Key Experimental Results¶

Main Results¶

General Chart Parsing Benchmarks (Metric: Average Precision AP of SCRM at Strict/Slight/High thresholds):

Benchmark	Metric	ChartVSR (3B)	OneChart (0.2B)	ChartVLM (7.3B)
ChartQA-SE-Clean	AP-Slight	83.69	78.89	77.17
ChartQA-SE-Clean	AP-High	85.64	83.92	82.11
PlotQA-SE	AP-Slight	84.61	84.18	46.83
PlotQA-SE	AP-High	88.10	86.10	54.00
ChartX-SE	AP-High	62.89	59.72	40.82

ChartVSR (3B) leads across all benchmarks, particularly in Slight/High thresholds.

High-difficulty ChartP-Bench (Avg. >20 points; Easy \(\le 18\), Hard \(> 18\)):

Model	Size	Easy Avg.	Hard Avg.	Total Avg.
GPT-4o	-	2.81	1.71	2.09
Gemini-2.5-Flash	-	30.86	21.35	24.62
Gemini-2.5-Pro	-	27.54	37.50	34.07
OneChart	0.2B	7.88	3.82	5.22
ChartVSR	3B	39.83	37.66	38.41

ChartVSR (3B) achieves 38.41, significantly surpassing Gemini-2.5-Pro (34.07). GPT-4o fails on these high-density unlabeled charts. All models score near zero on AP-Strict due to precise labels (e.g., 17.12 vs 17).

Ablation Study¶

Configuration	Easy Avg.	Hard Avg.	Total Avg.
ChartVSR (Full)	39.83	37.66	38.41
w/o VSR	39.20	36.54	—
w/o VSR & w/o Pixel	38.97	36.17	—

Removing VSR decreases performance, especially on the Hard subset. The marginal difference between "w/o VSR" and "w/o VSR & w/o Pixel" suggests that pixel localization only provides value when paired with the VSR loop.

Iterative correction capability (Table 5):

Round	Sample w/ Errors	Recall of Prev. Error	Correct Confirmation Rate
0	110	-	-
1	51	92.3%	88.2%
2	54	85.5%	76.0%
3	52	85.8%	76.6%

Key Findings¶

Diminishing returns after the first round: 92.3% of initial errors are identified in round 1. Subsequent rounds maintain high recall but total error count stabilizes, suggesting remaining errors exceed the model's perceptual limits.
VSR benefits complex charts: Gains concentrate on structural errors (omissions/alignment) in complex charts rather than slight numerical deviations in simple charts.
Precision at the cost of inference: VSR requires at least 3 passes (\(3 \sim N_{max}+2\)), trading compute for reliability.

Highlights & Insights¶

Moving self-correction from text space to pixel space: If an error is perceptual, it should be re-rendered for a "re-look." VSR creates an o1-style reflection loop using images as the medium.
Smart Dimensionality Reduction: Decoupling "reading" (high-dimensional) into "pointing" (low-dimensional grounding) prevents mutual contamination between perception and parsing.
Generalizability: VSR’s "visual feedback" mechanism is applicable to visual counting and object detection/grounding where outputs can be rendered back as pixels for self-assessment.

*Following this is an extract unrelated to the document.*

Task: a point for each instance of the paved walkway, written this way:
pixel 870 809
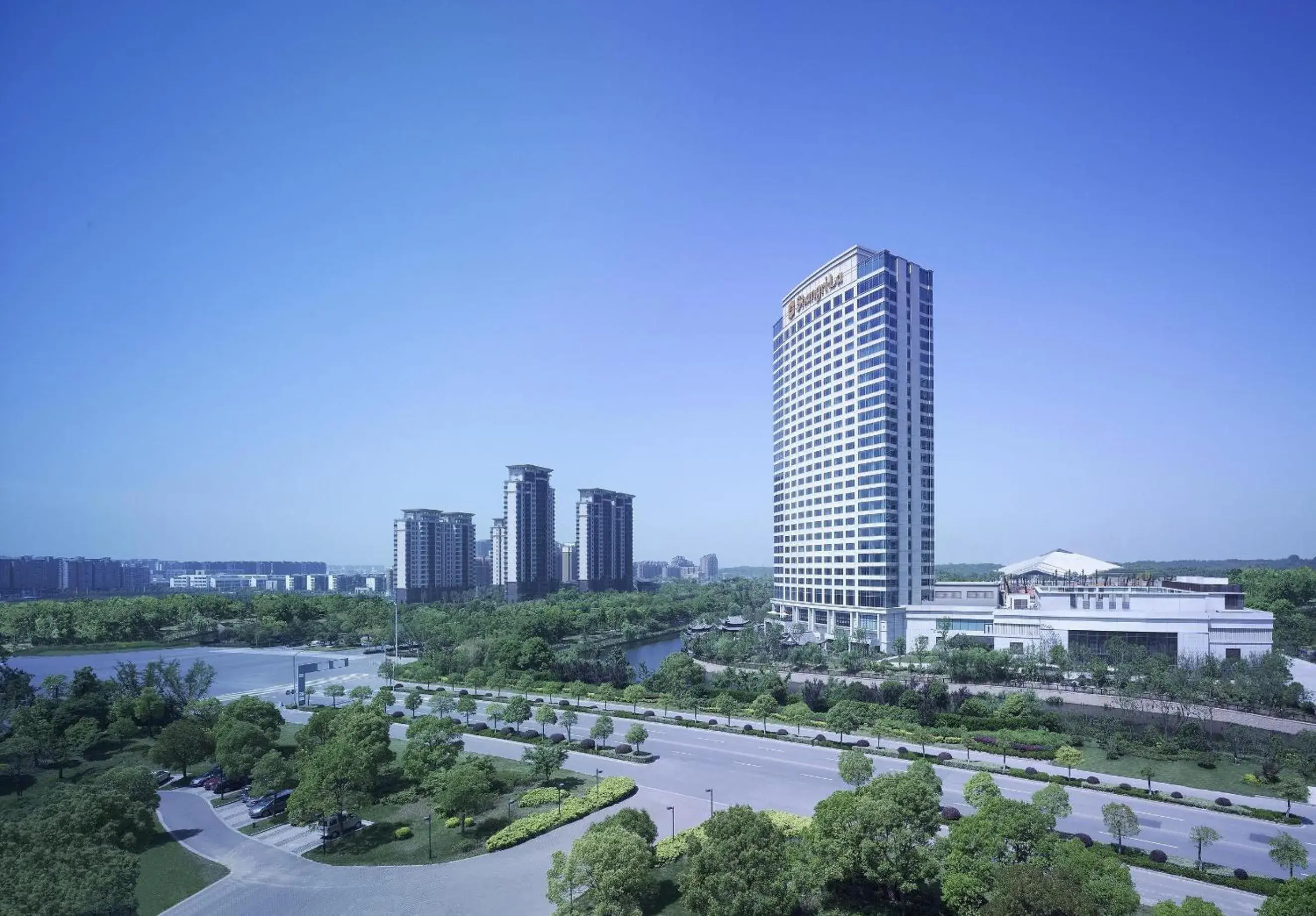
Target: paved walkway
pixel 1077 697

Limitations & Future Work¶

Limitations: Diminishing returns for "stubborn" errors; inference cost is \(\ge 3\times\) baseline. Reliance on synthetic data means real-world label scarcity is bypassed rather than solved.
Future Work: Bootstrapping for hard-example recovery; integrating Refine and Decode stages for joint optimization; improving coordinate system calibration for high-precision scenarios.

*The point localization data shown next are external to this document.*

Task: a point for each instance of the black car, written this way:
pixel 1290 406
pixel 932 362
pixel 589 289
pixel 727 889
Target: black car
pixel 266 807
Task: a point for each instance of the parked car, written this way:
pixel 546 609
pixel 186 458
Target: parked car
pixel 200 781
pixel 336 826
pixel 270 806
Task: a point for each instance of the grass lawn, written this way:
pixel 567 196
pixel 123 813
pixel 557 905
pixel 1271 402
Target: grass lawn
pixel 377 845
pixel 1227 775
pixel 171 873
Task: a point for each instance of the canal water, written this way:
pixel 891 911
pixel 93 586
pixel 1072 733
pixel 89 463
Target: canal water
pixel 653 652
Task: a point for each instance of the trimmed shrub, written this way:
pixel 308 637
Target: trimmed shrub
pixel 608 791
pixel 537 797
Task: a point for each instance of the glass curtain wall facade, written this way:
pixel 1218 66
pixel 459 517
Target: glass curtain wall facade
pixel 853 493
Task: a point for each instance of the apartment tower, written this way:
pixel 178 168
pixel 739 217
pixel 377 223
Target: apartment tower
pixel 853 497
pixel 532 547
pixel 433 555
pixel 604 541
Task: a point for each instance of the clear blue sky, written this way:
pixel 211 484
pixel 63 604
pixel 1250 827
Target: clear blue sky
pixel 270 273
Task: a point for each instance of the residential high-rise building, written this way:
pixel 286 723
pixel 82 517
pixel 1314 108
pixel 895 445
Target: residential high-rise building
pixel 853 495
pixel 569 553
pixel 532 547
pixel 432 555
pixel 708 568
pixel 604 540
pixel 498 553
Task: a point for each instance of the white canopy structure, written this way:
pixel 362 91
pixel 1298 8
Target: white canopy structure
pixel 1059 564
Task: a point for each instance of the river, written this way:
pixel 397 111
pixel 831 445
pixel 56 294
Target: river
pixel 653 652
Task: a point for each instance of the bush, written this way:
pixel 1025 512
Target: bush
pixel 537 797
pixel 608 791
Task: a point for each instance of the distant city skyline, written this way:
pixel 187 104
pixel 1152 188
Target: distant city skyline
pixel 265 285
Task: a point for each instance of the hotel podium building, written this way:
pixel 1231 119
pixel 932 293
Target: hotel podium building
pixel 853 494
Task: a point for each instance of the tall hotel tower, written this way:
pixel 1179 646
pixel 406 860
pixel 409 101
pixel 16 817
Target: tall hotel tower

vs DePlot / ChartVLM / OneChart: These are "one-shot" end-to-end models. ChartVSR uses a two-stage VSR loop to explicitly verify localization, allowing a 3B model to outperform a 7.3B ChartVLM and closed-source Gemini.
vs o1 / Gemini-2.5-Pro: These reflect in text space. ChartVSR grounds "thinking" into pixel feedback, applying the "compute-for-accuracy" philosophy to visual tasks.

Rating¶

Novelty: ⭐⭐⭐⭐⭐ Clear "visual feedback" as a natural complement to textual reflection.
Experimental Thoroughness: ⭐⭐⭐⭐ Extensive benchmarks and per-round analysis, though lack of comparison with larger models.
Writing Quality: ⭐⭐⭐⭐⭐ Intuitive human analogies; logical flow.
Value: ⭐⭐⭐⭐ Practical paradigm and benchmarks transferable to other vision tasks.